Chlamydial bronchitis due to C. pneumoniae , in adolescents is rarely diagnosed, sometimes occurs with bronchial obstruction. Clinical picture it may be accompanied by pharyngitis and lymphadenitis, however, it has not been studied enough due to the difficulties of etiological diagnosis.


Acute bronchitis with bronchial obstruction syndrome : repeated episodes of bronchial obstruction syndrome are observed quite often - against the background of another respiratory infection and require the exclusion of bronchial asthma in the patient. They, as a rule, are accompanied by wheezing and prolongation of expiration, which appear as early as 1-2 days of illness. The respiratory rate rarely exceeds 60 in 1 minute, dyspnea may not be expressed, but sometimes its sign is the child's anxiety, a change in posture in search of the most comfortable. Not infrequently oxygenation is not reduced. The cough is unproductive, the temperature is moderate. The general condition thus usually remains satisfactory.


Physical examination

In acute bronchitis, it is recommended to assess the general condition of the child, the nature of the cough, conduct an examination of the chest (pay attention to the retraction of the intercostal spaces and the jugular fossa on inspiration, the participation of auxiliary muscles in the act of breathing); percussion and auscultation of the lungs, assessment of the state of the upper respiratory tract, counting the respiratory rate and heart rate. In addition, a general routine examination of the child is recommended.

A comment:

In acute bronchitis (viral) - auscultatory in the lungs can be detectedscattered dry and moist rales. There is no bronchial obstruction. Atthere are usually no signs of intoxication.

Bronchitis caused by Mycoplasma pneumoniae. on auscultation of the lungs - an abundancecrepitating and small bubbling rales on both sides, but, unlike the virusleg bronchitis, they are often asymmetrical, with a predominance in one of the lungs. Notseldom bronchial obstruction is defined.

Chlamydial bronchitis caused by C. trachomatis: auscultation in the lungssmall and medium bubbling rales are sewn.

Chlamydial bronchitis due to C. pneumoniae: auscultatory in the lungs whobronchial obstruction can be detected. Can be detected magnifiedlymph nodes and pharyngitis.

Acute bronchitis with bronchial obstruction syndrome: auscultatorywhistling wheezing against the background of an extended exhalation.

Laboratory diagnostics

In typical cases of acute bronchitis in children, routine laboratory research.

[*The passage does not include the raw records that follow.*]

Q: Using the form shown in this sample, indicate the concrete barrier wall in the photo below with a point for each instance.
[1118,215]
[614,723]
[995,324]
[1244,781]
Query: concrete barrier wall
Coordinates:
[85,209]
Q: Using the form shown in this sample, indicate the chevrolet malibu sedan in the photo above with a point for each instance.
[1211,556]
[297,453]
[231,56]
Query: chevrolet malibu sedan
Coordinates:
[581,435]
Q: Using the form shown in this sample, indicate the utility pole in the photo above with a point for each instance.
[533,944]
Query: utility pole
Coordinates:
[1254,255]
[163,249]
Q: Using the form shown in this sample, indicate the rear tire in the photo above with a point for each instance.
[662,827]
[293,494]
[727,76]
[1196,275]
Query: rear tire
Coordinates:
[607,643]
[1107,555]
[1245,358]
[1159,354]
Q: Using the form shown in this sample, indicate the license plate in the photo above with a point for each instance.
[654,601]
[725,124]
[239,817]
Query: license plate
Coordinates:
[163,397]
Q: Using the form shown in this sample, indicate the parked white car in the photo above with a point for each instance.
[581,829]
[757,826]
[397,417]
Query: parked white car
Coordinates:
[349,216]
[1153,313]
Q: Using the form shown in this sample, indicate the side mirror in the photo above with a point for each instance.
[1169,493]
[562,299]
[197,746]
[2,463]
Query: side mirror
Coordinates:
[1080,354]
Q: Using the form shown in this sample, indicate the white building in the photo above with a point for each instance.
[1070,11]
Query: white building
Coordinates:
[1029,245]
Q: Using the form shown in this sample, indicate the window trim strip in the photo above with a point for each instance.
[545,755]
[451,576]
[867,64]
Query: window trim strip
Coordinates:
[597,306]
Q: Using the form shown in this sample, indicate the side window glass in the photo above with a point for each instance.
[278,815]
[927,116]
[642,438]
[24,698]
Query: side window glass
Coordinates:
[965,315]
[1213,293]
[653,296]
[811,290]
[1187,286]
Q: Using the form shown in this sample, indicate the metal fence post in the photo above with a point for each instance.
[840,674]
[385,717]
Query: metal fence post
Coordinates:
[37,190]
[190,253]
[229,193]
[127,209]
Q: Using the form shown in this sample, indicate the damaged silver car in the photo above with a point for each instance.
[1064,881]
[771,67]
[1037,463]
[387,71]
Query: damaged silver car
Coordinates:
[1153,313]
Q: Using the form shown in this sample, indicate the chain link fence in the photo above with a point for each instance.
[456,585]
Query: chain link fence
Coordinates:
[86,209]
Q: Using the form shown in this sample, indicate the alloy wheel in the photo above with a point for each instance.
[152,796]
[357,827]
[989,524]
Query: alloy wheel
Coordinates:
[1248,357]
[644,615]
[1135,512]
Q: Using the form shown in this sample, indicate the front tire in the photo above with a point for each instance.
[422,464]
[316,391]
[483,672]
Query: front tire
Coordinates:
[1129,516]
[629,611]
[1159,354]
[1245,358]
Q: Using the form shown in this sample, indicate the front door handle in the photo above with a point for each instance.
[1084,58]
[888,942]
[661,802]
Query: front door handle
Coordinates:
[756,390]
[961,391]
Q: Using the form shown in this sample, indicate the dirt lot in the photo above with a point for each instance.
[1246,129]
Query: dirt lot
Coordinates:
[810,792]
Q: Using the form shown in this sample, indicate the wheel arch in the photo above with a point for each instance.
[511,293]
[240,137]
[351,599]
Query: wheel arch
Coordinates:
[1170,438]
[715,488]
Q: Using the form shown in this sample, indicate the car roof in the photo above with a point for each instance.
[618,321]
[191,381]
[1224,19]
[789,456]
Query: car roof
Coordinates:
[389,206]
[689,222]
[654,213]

A comment:In acute bronchitis, changes in general analysis blood, as a rule, are insignificant, the number of leukocytes<15∙109/л. Diagnostic value for pneumonia is leukocytosis above 15x109/l, increased levels of C-reactive protein (CRP) >30 mg/l and procalcitonin (PCT) >2 ng/ml.


. The routine use of virological and bacteriological studies in acute bronchitis caused by M. pneumoniae is not recommended, because in most cases, the results do not affect the choice of therapy. Specific IgM antibodies appear only by the end of the second week of illness, polymerase chain reaction (PCR) can reveal carriage, and an increase in IgG antibodies indicates a previous infection.